Monopoly Overcharges, Pass-Through Pricing, and Economic Damages

30 May 2007
By Bryan Ray et al.

The US Supreme Court decisions in Hanover Shoe, Inc. v. United Shoe Machinery Corp. and Illinois Brick Co. v. Illinois are notable for framing the way damages are analyzed and argued in cases involving monopolization and cartelization. They also underscore the difficult legal and economic issues surrounding damages claims from direct and indirect purchasers. A central issue is the potential for a monopolist's or cartel's customers to mitigate their damages by passing along some portion of the monopoly overcharge to their customers. If there is pass-through pricing, the indirect purchasers paid higher prices than they would have but for the unlawful conduct, and the direct purchasers may have been harmed by less than the amount of the full monopoly overcharge. However, the Court in Hanover Shoe denied the defendant monopolist the ability to make a "pass-through" defense to reduce the amount of damages paid to direct purchasers, and the Court in Illinois Brick subsequently decided that indirect purchasers did not have standing to sue for overcharge damages.

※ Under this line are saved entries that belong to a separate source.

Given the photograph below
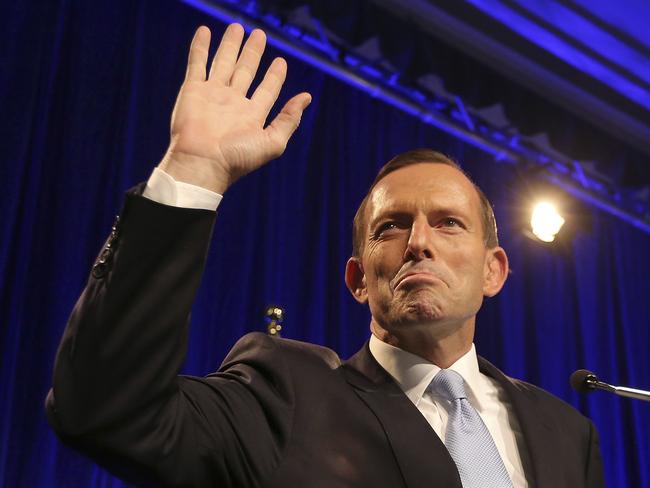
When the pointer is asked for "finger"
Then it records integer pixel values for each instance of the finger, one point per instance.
(287, 121)
(248, 62)
(268, 90)
(225, 58)
(198, 57)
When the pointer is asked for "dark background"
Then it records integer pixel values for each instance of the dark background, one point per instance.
(87, 89)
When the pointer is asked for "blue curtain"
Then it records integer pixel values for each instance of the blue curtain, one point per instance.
(87, 89)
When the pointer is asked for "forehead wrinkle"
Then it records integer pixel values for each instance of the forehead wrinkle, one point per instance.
(442, 195)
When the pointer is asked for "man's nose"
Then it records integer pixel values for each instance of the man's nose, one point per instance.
(420, 243)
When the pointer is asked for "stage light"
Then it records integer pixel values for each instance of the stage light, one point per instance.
(546, 222)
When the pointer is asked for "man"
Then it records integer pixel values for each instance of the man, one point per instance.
(415, 407)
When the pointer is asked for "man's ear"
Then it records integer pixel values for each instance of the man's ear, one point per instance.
(495, 272)
(355, 279)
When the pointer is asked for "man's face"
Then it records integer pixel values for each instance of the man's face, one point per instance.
(424, 258)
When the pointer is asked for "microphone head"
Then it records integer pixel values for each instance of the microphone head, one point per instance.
(580, 381)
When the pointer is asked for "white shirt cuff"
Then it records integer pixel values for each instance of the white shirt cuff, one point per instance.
(162, 188)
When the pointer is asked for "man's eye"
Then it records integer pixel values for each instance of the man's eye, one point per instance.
(450, 222)
(386, 226)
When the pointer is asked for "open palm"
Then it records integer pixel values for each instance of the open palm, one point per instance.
(217, 133)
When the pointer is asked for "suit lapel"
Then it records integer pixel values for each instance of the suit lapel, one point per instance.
(538, 428)
(422, 457)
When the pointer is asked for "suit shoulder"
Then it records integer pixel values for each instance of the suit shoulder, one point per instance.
(547, 400)
(263, 346)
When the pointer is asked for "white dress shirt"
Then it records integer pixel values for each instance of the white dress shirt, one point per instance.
(413, 375)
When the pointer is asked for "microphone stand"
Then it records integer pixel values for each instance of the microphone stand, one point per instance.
(593, 383)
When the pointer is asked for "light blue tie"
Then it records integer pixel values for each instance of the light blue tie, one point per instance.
(467, 439)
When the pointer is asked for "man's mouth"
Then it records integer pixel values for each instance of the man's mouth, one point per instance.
(415, 278)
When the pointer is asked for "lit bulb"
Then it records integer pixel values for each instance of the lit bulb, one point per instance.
(546, 222)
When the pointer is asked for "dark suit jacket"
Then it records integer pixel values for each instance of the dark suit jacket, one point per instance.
(278, 413)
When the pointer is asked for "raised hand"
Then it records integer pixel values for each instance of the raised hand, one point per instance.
(218, 134)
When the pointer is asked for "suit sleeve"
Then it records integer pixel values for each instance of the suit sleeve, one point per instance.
(116, 392)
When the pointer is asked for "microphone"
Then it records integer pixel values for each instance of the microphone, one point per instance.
(584, 381)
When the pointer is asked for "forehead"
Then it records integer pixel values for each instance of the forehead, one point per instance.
(433, 186)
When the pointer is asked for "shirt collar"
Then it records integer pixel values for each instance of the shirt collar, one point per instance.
(414, 373)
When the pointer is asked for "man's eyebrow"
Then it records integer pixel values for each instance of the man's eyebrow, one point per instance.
(389, 214)
(403, 215)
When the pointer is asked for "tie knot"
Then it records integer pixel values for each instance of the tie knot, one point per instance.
(448, 384)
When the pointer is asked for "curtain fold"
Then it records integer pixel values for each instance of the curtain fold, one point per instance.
(87, 89)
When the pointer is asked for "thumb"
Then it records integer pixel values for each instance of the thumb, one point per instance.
(287, 121)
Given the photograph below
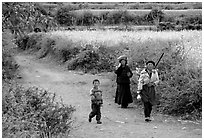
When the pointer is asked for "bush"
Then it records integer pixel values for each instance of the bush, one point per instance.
(88, 60)
(64, 16)
(9, 65)
(33, 113)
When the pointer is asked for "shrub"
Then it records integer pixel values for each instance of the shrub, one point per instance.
(33, 113)
(64, 16)
(9, 65)
(90, 59)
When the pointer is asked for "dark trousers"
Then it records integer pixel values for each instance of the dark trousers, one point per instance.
(96, 111)
(147, 109)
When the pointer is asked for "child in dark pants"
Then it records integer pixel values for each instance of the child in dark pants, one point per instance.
(96, 101)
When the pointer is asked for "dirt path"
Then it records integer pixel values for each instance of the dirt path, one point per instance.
(74, 89)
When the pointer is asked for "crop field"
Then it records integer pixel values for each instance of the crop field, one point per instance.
(189, 12)
(190, 40)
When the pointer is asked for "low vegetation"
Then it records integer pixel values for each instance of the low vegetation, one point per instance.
(29, 112)
(180, 90)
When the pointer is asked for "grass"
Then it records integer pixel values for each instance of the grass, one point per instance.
(191, 40)
(97, 51)
(142, 12)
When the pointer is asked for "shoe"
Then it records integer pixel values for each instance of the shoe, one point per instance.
(99, 122)
(148, 119)
(89, 119)
(123, 106)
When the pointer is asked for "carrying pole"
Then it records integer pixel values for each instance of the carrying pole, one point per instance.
(159, 59)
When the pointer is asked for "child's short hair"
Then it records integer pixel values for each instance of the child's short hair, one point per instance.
(96, 80)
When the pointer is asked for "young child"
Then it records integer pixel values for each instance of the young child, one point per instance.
(96, 101)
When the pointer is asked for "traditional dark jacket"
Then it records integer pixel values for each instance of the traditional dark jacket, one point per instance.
(122, 75)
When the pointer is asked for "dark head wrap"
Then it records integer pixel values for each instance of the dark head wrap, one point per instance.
(150, 62)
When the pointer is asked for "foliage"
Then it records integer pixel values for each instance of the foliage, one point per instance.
(9, 65)
(93, 60)
(33, 113)
(179, 92)
(135, 17)
(29, 112)
(23, 17)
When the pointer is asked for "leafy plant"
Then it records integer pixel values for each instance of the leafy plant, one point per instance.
(33, 112)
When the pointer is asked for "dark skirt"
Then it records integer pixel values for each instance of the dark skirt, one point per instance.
(123, 95)
(148, 94)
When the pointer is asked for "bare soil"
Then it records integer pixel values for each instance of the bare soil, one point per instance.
(73, 87)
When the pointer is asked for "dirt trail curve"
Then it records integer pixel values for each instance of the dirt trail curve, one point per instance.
(117, 123)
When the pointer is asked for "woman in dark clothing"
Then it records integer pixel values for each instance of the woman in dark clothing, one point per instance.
(123, 94)
(146, 88)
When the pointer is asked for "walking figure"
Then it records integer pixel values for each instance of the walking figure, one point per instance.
(96, 101)
(123, 95)
(146, 88)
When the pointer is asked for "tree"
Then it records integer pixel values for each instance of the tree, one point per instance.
(22, 17)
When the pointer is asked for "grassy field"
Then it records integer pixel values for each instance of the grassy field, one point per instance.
(180, 90)
(189, 12)
(190, 40)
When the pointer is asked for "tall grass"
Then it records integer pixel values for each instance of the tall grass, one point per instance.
(191, 41)
(180, 89)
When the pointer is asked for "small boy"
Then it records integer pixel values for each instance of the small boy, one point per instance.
(96, 101)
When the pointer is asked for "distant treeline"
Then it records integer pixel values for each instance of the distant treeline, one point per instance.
(66, 16)
(132, 5)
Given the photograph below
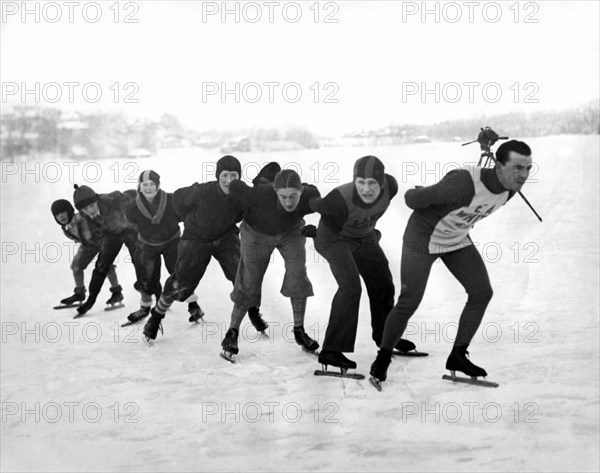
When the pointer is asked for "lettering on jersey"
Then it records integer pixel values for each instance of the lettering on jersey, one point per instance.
(366, 222)
(470, 218)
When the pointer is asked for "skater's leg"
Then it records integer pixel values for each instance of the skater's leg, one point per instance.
(81, 260)
(343, 318)
(112, 277)
(468, 267)
(292, 247)
(374, 268)
(192, 261)
(415, 268)
(110, 247)
(227, 253)
(256, 250)
(299, 310)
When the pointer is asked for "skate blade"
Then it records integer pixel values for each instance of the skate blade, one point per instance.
(375, 382)
(474, 382)
(314, 352)
(339, 375)
(67, 306)
(226, 355)
(129, 323)
(114, 307)
(412, 353)
(198, 318)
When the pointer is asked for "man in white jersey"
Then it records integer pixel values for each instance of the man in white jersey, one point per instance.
(439, 228)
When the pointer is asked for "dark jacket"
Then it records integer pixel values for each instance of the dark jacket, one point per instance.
(157, 222)
(207, 212)
(265, 213)
(112, 207)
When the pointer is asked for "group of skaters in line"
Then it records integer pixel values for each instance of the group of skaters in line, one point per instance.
(271, 212)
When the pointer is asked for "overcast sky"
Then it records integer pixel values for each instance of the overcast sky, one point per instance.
(370, 65)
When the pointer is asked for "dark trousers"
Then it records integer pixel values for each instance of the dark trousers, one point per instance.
(109, 250)
(149, 264)
(81, 260)
(350, 259)
(468, 268)
(192, 260)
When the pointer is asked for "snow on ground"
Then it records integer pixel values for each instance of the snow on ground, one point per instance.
(87, 395)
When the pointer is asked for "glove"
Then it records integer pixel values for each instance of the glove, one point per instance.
(309, 231)
(86, 306)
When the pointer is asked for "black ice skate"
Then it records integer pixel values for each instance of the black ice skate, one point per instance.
(379, 368)
(336, 358)
(196, 313)
(135, 317)
(302, 339)
(152, 326)
(115, 300)
(407, 348)
(459, 361)
(229, 345)
(73, 301)
(257, 321)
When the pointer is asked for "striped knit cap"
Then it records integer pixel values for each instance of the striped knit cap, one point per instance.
(149, 175)
(370, 167)
(286, 179)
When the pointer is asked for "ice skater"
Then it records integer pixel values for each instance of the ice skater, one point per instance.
(348, 240)
(76, 228)
(106, 213)
(153, 213)
(273, 219)
(439, 228)
(210, 219)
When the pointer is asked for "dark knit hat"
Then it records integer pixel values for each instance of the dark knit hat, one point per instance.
(228, 163)
(370, 167)
(149, 175)
(267, 174)
(62, 205)
(287, 178)
(83, 196)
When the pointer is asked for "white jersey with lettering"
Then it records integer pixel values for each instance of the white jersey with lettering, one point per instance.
(452, 231)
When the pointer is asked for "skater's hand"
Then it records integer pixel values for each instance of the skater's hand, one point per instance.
(309, 231)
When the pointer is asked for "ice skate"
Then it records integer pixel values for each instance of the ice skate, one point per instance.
(257, 321)
(379, 368)
(459, 361)
(196, 313)
(337, 359)
(407, 348)
(229, 345)
(115, 301)
(136, 316)
(302, 339)
(152, 326)
(73, 301)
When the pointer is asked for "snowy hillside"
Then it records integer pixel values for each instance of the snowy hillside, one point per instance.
(87, 395)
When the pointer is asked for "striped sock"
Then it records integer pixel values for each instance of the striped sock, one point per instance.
(237, 316)
(162, 306)
(299, 309)
(146, 300)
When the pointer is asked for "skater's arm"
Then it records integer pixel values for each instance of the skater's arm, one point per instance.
(250, 196)
(185, 199)
(333, 206)
(456, 187)
(310, 194)
(392, 185)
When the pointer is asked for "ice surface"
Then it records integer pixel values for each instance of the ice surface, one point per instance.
(179, 407)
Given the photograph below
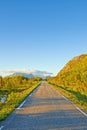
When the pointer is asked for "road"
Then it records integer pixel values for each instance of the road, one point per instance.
(46, 109)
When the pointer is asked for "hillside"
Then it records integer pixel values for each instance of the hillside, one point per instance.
(74, 74)
(71, 81)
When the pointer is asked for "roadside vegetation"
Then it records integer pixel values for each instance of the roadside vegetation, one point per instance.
(71, 81)
(13, 90)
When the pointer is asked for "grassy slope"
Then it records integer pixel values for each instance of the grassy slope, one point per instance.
(72, 80)
(15, 98)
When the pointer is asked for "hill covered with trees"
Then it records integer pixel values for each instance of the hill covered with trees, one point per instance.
(73, 78)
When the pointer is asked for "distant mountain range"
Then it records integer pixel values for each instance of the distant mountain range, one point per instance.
(28, 73)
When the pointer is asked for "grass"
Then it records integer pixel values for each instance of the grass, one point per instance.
(14, 99)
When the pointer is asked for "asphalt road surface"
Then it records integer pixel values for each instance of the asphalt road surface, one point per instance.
(46, 109)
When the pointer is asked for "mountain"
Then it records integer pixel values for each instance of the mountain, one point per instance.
(74, 73)
(28, 73)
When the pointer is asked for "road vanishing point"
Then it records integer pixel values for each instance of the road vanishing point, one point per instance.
(46, 109)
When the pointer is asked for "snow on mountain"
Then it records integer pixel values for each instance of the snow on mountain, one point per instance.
(28, 73)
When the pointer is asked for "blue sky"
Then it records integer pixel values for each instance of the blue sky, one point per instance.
(41, 34)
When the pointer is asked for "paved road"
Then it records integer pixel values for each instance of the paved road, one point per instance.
(46, 109)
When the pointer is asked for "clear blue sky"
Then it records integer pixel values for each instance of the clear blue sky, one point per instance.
(41, 34)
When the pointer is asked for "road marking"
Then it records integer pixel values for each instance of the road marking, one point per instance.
(1, 127)
(81, 111)
(31, 94)
(74, 105)
(21, 104)
(65, 98)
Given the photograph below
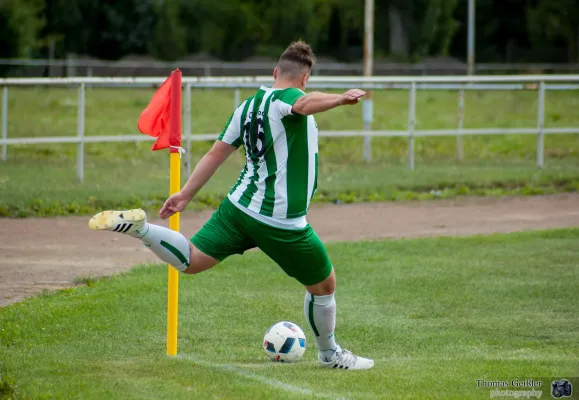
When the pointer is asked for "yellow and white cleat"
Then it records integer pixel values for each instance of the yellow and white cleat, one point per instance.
(344, 359)
(130, 222)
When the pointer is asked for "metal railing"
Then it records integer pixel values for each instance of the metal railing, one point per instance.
(72, 66)
(538, 83)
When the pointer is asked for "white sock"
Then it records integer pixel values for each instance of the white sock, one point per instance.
(170, 246)
(321, 316)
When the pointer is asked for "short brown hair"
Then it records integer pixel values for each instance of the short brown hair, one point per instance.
(297, 59)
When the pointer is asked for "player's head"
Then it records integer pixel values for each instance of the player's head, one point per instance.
(295, 64)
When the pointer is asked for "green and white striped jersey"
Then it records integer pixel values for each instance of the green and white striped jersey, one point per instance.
(281, 151)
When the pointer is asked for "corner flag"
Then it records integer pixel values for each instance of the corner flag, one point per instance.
(162, 119)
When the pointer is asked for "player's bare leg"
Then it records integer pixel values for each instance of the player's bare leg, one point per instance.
(320, 310)
(170, 246)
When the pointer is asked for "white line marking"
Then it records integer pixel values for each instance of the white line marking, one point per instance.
(261, 378)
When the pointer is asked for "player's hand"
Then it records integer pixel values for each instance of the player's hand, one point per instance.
(352, 96)
(174, 204)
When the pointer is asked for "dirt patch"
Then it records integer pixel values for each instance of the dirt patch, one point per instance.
(49, 253)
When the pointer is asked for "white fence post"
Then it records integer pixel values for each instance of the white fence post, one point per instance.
(80, 134)
(236, 98)
(460, 117)
(187, 124)
(411, 123)
(367, 117)
(541, 125)
(5, 122)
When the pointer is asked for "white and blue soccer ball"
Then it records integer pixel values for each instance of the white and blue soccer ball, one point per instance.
(284, 342)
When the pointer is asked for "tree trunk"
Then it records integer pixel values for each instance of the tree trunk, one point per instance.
(398, 34)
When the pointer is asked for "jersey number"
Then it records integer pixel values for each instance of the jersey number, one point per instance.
(255, 140)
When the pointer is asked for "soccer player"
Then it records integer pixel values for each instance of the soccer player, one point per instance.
(267, 206)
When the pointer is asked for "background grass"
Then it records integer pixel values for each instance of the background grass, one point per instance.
(41, 180)
(436, 314)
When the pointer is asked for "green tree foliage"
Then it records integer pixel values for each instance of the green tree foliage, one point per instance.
(506, 30)
(20, 25)
(106, 29)
(168, 42)
(553, 27)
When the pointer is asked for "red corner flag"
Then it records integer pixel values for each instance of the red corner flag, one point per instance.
(156, 121)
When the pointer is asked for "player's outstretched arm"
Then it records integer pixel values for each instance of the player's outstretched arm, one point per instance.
(201, 174)
(316, 102)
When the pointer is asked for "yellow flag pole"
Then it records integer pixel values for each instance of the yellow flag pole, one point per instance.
(174, 187)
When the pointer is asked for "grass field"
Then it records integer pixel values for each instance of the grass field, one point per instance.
(40, 180)
(436, 314)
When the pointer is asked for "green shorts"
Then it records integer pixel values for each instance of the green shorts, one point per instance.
(300, 253)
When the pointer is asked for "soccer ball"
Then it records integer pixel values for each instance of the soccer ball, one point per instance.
(284, 342)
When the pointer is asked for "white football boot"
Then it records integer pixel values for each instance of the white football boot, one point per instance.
(344, 359)
(130, 222)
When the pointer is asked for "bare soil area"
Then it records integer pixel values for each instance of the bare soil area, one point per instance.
(37, 254)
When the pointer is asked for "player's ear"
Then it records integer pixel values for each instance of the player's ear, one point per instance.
(305, 79)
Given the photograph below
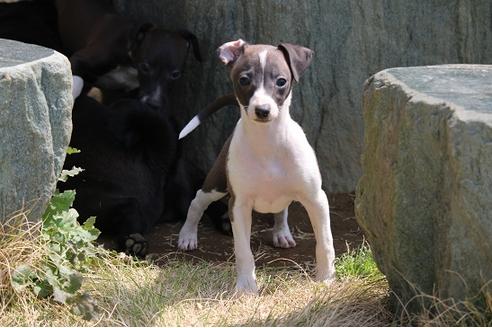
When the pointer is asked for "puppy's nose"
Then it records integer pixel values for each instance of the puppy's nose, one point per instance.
(262, 111)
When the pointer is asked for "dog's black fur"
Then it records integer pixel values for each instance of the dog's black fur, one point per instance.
(127, 152)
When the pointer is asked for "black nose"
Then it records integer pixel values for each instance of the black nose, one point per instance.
(262, 111)
(151, 101)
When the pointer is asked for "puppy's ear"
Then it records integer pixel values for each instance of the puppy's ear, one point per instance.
(297, 57)
(193, 41)
(229, 52)
(139, 36)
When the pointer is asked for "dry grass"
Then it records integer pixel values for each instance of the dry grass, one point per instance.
(129, 292)
(19, 243)
(182, 293)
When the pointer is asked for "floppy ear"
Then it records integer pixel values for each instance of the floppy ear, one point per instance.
(229, 52)
(139, 36)
(297, 57)
(193, 40)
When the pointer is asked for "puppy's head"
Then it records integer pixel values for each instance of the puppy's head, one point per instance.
(262, 75)
(160, 57)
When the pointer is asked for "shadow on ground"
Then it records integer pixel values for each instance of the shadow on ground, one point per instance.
(214, 246)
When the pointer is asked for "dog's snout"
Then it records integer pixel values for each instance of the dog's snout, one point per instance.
(262, 111)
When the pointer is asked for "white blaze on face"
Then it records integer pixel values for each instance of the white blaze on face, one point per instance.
(261, 96)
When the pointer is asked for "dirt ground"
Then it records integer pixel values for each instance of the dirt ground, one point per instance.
(216, 247)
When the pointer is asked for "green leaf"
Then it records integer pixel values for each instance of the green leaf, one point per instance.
(59, 202)
(22, 277)
(89, 227)
(42, 289)
(65, 174)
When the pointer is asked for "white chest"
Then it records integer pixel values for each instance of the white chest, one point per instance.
(270, 179)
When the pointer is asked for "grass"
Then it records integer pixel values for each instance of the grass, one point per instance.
(127, 292)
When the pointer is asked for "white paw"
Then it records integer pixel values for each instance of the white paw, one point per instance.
(246, 285)
(188, 240)
(283, 239)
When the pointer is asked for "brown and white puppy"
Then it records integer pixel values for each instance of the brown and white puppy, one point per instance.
(267, 163)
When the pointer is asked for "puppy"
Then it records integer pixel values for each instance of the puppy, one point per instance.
(98, 41)
(129, 153)
(267, 162)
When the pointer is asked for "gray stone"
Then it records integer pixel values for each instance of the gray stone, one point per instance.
(424, 200)
(35, 125)
(352, 40)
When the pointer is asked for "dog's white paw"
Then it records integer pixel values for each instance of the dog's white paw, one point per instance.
(246, 284)
(283, 239)
(187, 240)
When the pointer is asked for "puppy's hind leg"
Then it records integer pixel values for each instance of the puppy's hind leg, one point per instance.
(188, 239)
(318, 210)
(281, 234)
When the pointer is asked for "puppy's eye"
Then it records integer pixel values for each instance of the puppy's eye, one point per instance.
(144, 68)
(281, 82)
(175, 75)
(244, 81)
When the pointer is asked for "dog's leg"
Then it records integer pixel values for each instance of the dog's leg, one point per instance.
(281, 234)
(241, 215)
(188, 239)
(319, 214)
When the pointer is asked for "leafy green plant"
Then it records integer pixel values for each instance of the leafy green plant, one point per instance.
(70, 252)
(358, 263)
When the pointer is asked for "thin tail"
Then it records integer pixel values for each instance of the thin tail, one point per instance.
(218, 103)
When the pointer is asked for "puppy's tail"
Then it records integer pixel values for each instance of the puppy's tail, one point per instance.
(209, 110)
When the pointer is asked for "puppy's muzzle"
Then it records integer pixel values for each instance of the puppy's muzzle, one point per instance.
(262, 112)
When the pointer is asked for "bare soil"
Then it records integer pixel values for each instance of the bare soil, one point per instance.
(214, 246)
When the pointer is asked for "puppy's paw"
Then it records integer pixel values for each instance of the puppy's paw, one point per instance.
(136, 244)
(283, 239)
(225, 226)
(188, 240)
(246, 285)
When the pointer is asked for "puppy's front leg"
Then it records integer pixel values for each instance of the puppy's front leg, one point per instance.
(240, 214)
(319, 213)
(188, 235)
(281, 233)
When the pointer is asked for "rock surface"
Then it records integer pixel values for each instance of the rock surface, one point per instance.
(352, 40)
(35, 125)
(425, 198)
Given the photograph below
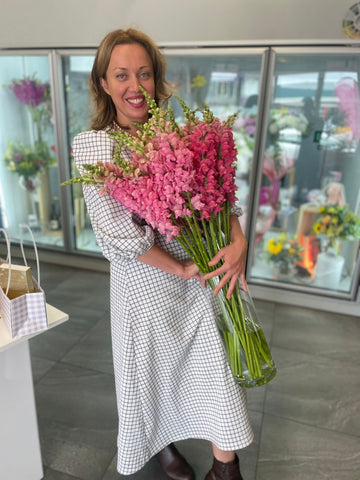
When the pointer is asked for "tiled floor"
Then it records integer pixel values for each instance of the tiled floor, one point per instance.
(306, 421)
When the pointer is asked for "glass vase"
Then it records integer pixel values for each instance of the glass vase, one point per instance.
(245, 344)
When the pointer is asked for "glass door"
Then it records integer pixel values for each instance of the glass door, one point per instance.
(309, 201)
(76, 69)
(228, 81)
(29, 183)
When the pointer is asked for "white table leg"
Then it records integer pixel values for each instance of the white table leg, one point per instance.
(20, 455)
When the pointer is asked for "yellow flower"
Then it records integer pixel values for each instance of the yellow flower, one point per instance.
(317, 228)
(275, 248)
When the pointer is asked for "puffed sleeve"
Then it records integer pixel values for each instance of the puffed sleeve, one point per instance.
(118, 232)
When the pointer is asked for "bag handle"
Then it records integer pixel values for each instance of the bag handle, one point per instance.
(22, 226)
(8, 258)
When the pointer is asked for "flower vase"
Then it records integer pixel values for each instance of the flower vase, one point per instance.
(282, 271)
(328, 269)
(30, 184)
(245, 345)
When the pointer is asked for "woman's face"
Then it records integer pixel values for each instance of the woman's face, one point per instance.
(129, 67)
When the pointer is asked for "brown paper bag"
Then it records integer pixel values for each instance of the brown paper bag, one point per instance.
(20, 279)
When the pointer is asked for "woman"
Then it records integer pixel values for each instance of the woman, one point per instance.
(172, 378)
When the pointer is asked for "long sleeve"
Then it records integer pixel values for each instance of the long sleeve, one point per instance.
(118, 232)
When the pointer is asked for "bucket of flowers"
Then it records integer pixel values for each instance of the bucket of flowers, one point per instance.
(27, 161)
(283, 252)
(336, 223)
(181, 181)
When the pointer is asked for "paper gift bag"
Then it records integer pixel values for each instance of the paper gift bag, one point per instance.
(26, 313)
(21, 279)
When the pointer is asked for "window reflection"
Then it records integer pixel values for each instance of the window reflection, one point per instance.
(310, 162)
(29, 179)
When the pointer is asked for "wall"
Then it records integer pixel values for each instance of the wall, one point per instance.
(83, 23)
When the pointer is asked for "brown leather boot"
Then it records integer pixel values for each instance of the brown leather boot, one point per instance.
(224, 471)
(174, 464)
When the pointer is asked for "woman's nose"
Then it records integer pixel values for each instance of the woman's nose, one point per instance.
(134, 83)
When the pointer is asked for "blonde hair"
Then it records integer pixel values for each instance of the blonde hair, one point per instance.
(104, 111)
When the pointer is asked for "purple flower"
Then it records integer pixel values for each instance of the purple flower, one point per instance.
(30, 92)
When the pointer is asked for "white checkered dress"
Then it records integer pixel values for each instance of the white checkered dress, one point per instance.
(172, 378)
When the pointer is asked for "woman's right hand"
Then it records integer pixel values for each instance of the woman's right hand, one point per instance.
(190, 270)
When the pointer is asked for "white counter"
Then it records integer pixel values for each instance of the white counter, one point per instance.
(20, 455)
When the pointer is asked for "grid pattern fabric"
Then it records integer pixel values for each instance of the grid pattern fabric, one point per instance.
(25, 314)
(172, 378)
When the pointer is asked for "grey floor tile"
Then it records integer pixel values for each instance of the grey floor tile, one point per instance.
(40, 366)
(94, 350)
(77, 406)
(248, 456)
(316, 332)
(50, 474)
(292, 451)
(306, 421)
(315, 390)
(256, 398)
(81, 461)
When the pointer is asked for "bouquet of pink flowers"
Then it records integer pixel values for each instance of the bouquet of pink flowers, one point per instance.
(181, 181)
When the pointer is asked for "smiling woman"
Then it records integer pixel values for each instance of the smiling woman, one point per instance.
(164, 335)
(111, 55)
(130, 66)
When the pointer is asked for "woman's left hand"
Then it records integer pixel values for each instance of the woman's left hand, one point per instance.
(234, 260)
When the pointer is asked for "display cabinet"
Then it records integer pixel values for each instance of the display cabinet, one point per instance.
(308, 189)
(297, 134)
(29, 181)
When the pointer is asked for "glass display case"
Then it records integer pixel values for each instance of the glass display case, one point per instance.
(297, 134)
(309, 192)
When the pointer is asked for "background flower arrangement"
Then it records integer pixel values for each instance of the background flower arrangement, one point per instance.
(28, 160)
(283, 251)
(337, 223)
(283, 118)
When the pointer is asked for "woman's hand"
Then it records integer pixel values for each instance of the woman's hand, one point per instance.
(190, 270)
(234, 260)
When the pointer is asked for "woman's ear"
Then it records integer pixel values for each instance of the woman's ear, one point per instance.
(103, 83)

In this chapter from Economics of Antitrust: Complex Issues In a Dynamic Economy, the authors discuss and clarify the concepts and issues that make pass-through pricing difficult to understand and analyze. Specifically, the authors explain why quantifying the amount of the pass-through is likely to require a full analysis of supply and demand in multiple interrelated markets such as the market served by the monopolist, the markets in which the direct purchasers compete, and the markets in which the indirect purchasers sell their products and services. The authors also highlight the fundamental questions that should be asked and answered, whether damages are computed based on an analysis of the monopoly overcharge or lost profits.